If u have any info or schedules for shoots in Southern Illinois, bootheel area of Mo., or close in Ky or Indiana post it up I'd like to shoot a few comps this year. Thx in advance!


----------



## SonnyThomas (Sep 10, 2006)

Try these, just plug in state; www.3dshoots.com www.bowsite.com


----------



## jcarlton (Sep 5, 2008)

*Thank You*

I appreciate the help.


----------



## thenson (Mar 23, 2004)

Here is a link to a thread about one in Evansville Sat. Jan 24th at 4:00 PM

http://www.archerytalk.com/vb/showthread.php?t=828297


----------



## jcarlton (Sep 5, 2008)

*Bad Luck*

I just saw your post thenson ty very much but it's almost 3 and shoot starts at 4 so I won't be able to make this round. Fell free to drop e a line if another gets scheduled.


----------



## ihunt-4-me (Jan 20, 2008)

Are you looking for local level 3D shoots? If so, Oblong has a shoot this 1/25 and every last Sun of the month. Bridgeport has a shoot every second Sun and Kimundy has a shoot every third Sun. If Mt Carmel starts up again, they also are the third Sun. These are all good shoots, nice locations and friendly people.


----------



## bambam203 (Sep 30, 2008)

Hey Jason here' a link to a place up in Mount Vernon that's gonna be forming a techno hunt league if ur into that...

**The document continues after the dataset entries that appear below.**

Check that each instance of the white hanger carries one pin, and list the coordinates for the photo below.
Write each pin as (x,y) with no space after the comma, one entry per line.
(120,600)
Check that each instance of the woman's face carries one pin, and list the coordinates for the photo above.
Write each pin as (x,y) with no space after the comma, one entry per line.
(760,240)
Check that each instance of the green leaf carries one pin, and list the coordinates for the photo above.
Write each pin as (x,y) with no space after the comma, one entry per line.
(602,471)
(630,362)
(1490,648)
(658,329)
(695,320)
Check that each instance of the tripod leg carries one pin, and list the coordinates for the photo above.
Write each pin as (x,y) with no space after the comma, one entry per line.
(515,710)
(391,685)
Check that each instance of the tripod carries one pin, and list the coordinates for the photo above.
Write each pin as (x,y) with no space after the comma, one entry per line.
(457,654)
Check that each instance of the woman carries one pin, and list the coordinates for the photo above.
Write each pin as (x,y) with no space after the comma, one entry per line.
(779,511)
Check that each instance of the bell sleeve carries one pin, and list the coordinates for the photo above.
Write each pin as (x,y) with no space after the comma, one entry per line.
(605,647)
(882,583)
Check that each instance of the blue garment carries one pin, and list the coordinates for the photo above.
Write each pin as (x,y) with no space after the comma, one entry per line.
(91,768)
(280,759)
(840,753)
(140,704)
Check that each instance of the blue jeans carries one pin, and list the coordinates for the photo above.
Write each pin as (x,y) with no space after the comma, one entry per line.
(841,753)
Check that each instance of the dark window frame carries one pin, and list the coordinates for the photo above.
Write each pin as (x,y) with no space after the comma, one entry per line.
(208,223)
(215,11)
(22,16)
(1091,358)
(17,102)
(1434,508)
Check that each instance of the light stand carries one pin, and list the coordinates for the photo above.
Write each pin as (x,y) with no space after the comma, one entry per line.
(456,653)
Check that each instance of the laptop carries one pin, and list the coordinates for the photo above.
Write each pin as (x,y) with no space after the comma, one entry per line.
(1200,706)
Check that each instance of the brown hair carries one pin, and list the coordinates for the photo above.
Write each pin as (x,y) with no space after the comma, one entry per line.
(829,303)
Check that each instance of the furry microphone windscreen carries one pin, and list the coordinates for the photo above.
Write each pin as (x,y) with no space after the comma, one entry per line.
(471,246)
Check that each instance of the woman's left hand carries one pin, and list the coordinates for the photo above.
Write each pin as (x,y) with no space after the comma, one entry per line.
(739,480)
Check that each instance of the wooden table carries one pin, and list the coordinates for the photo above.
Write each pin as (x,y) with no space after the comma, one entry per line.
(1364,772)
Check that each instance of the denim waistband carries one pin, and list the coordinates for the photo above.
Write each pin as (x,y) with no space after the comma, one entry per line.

http://www.siloutdoors.com/showthread.php?t=9284


----------



## Simpson (Dec 11, 2006)

Crawford County Bowhunters got the 4th Sunday and the shoot is in Oblong, IL. Quabache Trails 3D club in Vincennes, IN have a good shoot on 1st Sun. You can contact CCB at [email protected] and "The Boyz Bow Shop" 812-886-3952 can get you a current Quabache schedule. There's plenty more around, these may favorites.


----------